Bien sûr, cette initiative correspond à un profil d’entreprise assez particulier. Il s’agit d’une société londonienne du secteur musical. Le problème des lendemains un peu difficile, est donc un peu plus conséquent que pour d’autres. C’est pour cela qu’elle a décidé d’offrir à ses salariés des jours de congé « gueule de bois », pour les aider à profiter de la vie nocturne à londonienne. La ville propose, une multitude de concerts et spectacles durant toute la nuit, ainsi que de très nombreux restaurants, pubs et boîtes. Certaines lignes de métro fonctionnent même la nuit pendant le week-end pour transporter notamment les fêtards.

Plus précisément, la firme Dice est spécialisée dans la vente de tickets de concerts sur smartphone, et elle est basée dans le quartier de Shoreditch. Il est donc important pour ses salariés de participer pleinement à la vie musicale londonienne. Le but étant d’être, plus au fait de ce qui se passe, multiplier les contacts, être présent sur le terrain, et ainsi compléter leur connaissance du métier. Vous avez bien compris, pour les salariés de cette entreprise, sortir et profiter de l’animation de la nuit est un plus.

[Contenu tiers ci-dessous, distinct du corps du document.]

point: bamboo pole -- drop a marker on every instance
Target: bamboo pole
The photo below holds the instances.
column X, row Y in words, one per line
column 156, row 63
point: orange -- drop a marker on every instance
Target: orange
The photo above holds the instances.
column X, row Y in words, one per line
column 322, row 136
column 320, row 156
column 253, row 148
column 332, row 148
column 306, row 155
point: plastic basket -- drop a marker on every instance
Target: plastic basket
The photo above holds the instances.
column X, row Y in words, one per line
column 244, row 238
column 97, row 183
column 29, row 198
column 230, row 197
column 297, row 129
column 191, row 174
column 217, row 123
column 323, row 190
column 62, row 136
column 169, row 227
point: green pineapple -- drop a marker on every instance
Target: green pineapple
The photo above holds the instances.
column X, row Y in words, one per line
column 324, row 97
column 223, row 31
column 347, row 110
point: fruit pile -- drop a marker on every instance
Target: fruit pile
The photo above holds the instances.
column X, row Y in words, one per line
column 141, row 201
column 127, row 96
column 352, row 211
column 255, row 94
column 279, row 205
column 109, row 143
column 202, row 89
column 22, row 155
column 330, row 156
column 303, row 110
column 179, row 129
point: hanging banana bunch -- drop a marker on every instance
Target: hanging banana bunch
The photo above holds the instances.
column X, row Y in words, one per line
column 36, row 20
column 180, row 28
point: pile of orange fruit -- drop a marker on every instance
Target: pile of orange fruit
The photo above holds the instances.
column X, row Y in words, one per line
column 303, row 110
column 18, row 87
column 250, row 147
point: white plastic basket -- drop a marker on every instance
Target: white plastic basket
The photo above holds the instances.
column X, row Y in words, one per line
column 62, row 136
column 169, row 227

Avec cette nouvelle disposition, inutile de tourner autour du pot, Dice explique « nos employés n’auront plus besoin de faire croire qu’ils ont attrapé un virus de 24 heures ou de feindre une voix malade, ils pourront tout simplement dire à leur chef ce qu’ils ont vraiment« . Tout est prévu, une émoticône « bière », « malade » ou « musique » peut être envoyée au responsable pour expliquer que la nuit a été un peu arrosée, et que ce n’est pas la peine de vous attendre. La firme accorde jusqu’à quatre jours par an dans ce contexte.

Cependant, la décision n’est pas simplement faite pour faire plaisir, elle est intéressée et repose sur des constatations simples. Hil Hutcheon, le fondateur et patron de Dice explique, « toute notre équipe a la musique dans le sang, et certains des plus gros contrats musicaux sont signés après un concert. Nous nous faisons confiance et voulons que tout le monde puisse dire franchement qu’il a profité d’un concert tard dans la nuit. Pas la peine de simuler une maladie« .

Bon d’accord, ce n’est pas forcément un exemple très moral à suivre, mais cela prouve que même dans le domaine de la réglementation du travail, il faut de l’adaptation.